The comrades of the Left protest their disciplined attitude to the International. We say to them: "It is not enough to say that one is disciplined. It is necessary to situate oneself on the terrain of activity indicated by the International." If the International, for reasons known to all, has up to now made concessions, this cannot continue in the future, since this would lead to the fragmentation of the International itself. What has occurred recently inside the Russian party must serve as valuable experience for US. Trotsky's attitude, initially, can be compared to comrade Bordiga's at present. Trotsky, although taking part "in a disciplined manner" in the work of the party, had through his attitude of passive opposition - similar to Bordiga's - created a state of unease throughout the party, which could not fail to get a whiff of this situation. The result was a crisis which lasted several months, and which only today can be said to have been overcome. This shows that opposition - even kept within the limits of a formal discipline - on the part of exceptional personalities in the workers' movement can not merely hamper the development of the revolutionary situation, but can put in danger the very conquests of the revolution.

A few words more on the workers' government. At the June 1923 Enlarged Executive meeting, comrade Trotsky predicted the creation of the Cartel des Gauches in France, and posed the problem of the attitude which the French communists should adopt in such a situation. 141 At the time, not much importance was given to this problem. Well, today we can see that the French workers have only given 850 thousand votes to the communists, while they have given millions to the Cartel des Gauches. And if the communists at least won these 850 thousand votes, it was due to the fact that they presented the communist slate as the slate of a Workers' and Peasants' Bloc.

Bordiga. Yet a good third of the communist votes were won in Paris, where there are no peasants.

Gramsci. That is true, but one must not forget that all the revolutions of the Paris proletariat have been defeated because of the isolation in which it found itself, and that therefore the Paris workers understand perfectly the need to unite with the peasantry.

Bordiga. But why call it a "bloc" and not simply Communist Party? Does the Communist Party not have the alliance between workers and peasants in its programme?

Gramsci. Let us not quarrel about words. It is necessary to present things in the way one considers most effective to move even the most backward sections of the masses. Not all the workers can understand the whole development of the revolution. Today, for example, the Italian workers of the South are undoubtedly revolutionaries, yet they continue to swear by Di Cesarò and De Nicola.We must take account of such states of mind, and seek means to overcome them. If the communists go among the peasants of the South and speak of their programme, they are not understood. If one of us went to my village to talk about " struggle against the capitalists", he would be told that "capitalists" do not exist in Sardinia. Yet even these masses must be won over. We have the possibility, given precisely the conditions created by fascism, to initiate a mass anti-reactionary movement in the South. But it is necessary to win over these masses, and this can be done only by participating in the struggles which they launch for partial victories and partial demands. The "workers' and peasants' government" slogan must serve to bring together and synthesize the content of these partial struggles, in a programme which can be understood even by the most backward masses.

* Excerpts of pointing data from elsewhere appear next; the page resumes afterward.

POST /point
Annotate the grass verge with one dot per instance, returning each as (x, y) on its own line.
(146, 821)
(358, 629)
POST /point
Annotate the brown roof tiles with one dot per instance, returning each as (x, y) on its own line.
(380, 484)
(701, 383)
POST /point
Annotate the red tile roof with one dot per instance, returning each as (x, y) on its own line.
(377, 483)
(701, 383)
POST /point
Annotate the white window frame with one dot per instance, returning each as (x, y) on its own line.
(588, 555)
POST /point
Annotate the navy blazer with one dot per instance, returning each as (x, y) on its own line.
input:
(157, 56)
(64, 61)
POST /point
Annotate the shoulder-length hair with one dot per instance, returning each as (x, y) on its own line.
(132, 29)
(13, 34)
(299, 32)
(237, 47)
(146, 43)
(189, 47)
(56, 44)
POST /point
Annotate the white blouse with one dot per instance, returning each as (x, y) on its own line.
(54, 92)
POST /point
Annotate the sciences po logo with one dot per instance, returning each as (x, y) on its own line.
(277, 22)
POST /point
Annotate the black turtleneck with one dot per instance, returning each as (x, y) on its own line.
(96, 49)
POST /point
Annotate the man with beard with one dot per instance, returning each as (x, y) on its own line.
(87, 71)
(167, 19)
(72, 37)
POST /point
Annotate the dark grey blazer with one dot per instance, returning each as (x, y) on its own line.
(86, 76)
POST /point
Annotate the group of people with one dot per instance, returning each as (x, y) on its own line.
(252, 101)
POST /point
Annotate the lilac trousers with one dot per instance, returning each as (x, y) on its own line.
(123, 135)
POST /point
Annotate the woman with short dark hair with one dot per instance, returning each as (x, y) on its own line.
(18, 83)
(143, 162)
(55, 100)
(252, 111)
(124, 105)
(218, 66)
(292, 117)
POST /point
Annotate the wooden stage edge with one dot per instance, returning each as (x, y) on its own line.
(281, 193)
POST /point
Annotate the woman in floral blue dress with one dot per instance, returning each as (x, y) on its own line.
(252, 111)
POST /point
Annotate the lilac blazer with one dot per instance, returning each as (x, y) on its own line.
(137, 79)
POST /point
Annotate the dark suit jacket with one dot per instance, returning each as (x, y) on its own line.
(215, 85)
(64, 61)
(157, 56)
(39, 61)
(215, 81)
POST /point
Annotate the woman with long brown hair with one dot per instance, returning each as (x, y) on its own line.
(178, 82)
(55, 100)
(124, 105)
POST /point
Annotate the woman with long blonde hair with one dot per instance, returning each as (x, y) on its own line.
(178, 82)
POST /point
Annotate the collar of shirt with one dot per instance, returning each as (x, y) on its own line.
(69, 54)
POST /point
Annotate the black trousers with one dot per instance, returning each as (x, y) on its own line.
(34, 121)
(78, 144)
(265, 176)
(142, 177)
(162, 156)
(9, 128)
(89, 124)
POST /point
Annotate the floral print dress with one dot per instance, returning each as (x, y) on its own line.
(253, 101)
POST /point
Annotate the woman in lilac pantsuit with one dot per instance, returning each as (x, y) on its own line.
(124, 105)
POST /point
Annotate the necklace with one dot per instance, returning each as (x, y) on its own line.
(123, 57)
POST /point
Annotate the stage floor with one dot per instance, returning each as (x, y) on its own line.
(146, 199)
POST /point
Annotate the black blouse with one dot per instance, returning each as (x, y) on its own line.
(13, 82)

These are our ideas on the problems of today. I repeat that the comrades must not make an issue of nomenclature: in 1919 Buozzi rebuked us for carrying out activity - through the Factory Councils - that was too reformist. We laughed at the time, and the facts have shown who was reformist and who was revolutionary. Let comrades pose concrete questions, and let them remember that at the present time the most important question is that of our party's relations with the Communist International.